Longer description of your proposed project Max 1500 words
We want to build a proof-of-concept prediction market that allows for greater decentralization and more participation—and thus more accurate predictions on more varied topics. Our design is based on:
Today, prediction market creation is very centralized; e.g. the PredictIt team will decide which questions to add, often going for questions with wide appeal and interest like “Who will win the 2024 Democratic Nomination?”. This draws more traders to participate, but the information gained isn’t as novel, actionable or useful.
Augur (https://www.augur.net/) has tried allowing anyone to create a market with a complex system for reporting outcomes by votes from owners of their token. This implementation doesn’t obviously lead to the correct market resolutions. Voting on truth, in our view, does not accomplish the goal of true decentralization because a majority can always censor the minority. This problem—combined with Ethereum’s very high network fees—has essentially killed Augur.
Our idea to achieve better decentralization is to simply allow individuals to create and resolve their own markets however they like. In the long run, people will want to participate in markets focused on interesting topics where the creator has a good track record of deciding the outcome fairly.

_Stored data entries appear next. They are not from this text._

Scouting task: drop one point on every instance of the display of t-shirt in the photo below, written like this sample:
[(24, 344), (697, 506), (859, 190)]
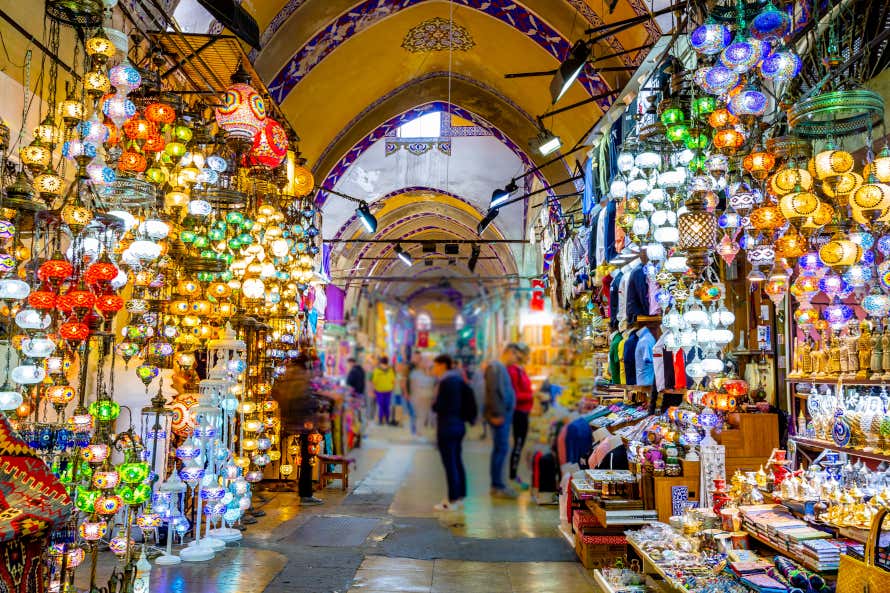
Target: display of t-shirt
[(643, 357), (622, 369), (613, 300), (679, 370), (614, 363), (637, 294), (630, 358)]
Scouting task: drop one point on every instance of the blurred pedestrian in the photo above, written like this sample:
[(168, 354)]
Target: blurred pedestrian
[(500, 401), (383, 379), (525, 399), (454, 405)]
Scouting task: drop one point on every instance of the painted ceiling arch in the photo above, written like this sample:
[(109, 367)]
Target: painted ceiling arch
[(561, 15), (473, 102), (350, 158), (369, 13), (373, 64)]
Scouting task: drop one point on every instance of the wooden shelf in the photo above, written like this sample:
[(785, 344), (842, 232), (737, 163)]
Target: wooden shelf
[(650, 565), (835, 381), (803, 561), (819, 444)]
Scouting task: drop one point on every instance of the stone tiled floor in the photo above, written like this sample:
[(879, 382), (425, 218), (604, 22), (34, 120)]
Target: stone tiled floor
[(400, 575), (409, 549)]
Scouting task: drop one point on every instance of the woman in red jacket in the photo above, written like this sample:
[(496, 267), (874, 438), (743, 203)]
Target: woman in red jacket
[(522, 385)]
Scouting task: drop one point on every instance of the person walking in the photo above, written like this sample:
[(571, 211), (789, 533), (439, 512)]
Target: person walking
[(404, 388), (477, 383), (500, 401), (383, 378), (421, 385), (525, 399), (454, 405), (355, 378)]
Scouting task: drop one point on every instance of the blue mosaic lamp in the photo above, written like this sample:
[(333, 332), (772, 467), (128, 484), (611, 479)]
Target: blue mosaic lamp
[(781, 66), (710, 38), (743, 54), (770, 23)]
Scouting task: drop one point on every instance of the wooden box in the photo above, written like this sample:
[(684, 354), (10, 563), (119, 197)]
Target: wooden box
[(600, 551)]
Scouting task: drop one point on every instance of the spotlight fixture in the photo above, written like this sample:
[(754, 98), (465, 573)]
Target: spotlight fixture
[(404, 256), (546, 142), (569, 71), (499, 196), (486, 221), (368, 220), (474, 257)]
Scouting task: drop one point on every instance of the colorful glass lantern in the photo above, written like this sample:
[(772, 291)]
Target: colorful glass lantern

By giving the market creator a cut (say, 1%) of each transaction, we encourage them to pose and resolve interesting questions, and promote their markets to their audience. We think that this model could lead to an explosion of niche markets curated by domain experts in different fields.
Motivating example: A Substack writer could create a prediction market for “Will the FDA approve X drug by Jun 10 2022?”
Q: Why Dynamic Pari-Mutuel betting?
There are two main ways to implement prediction markets: with a traditional order book to coordinate buyers and sellers or with an automated market maker (AMM) of some variety. We think an AMM is more advantageous for low-liquidity markets because it’s not required for someone to take the other side of each bet.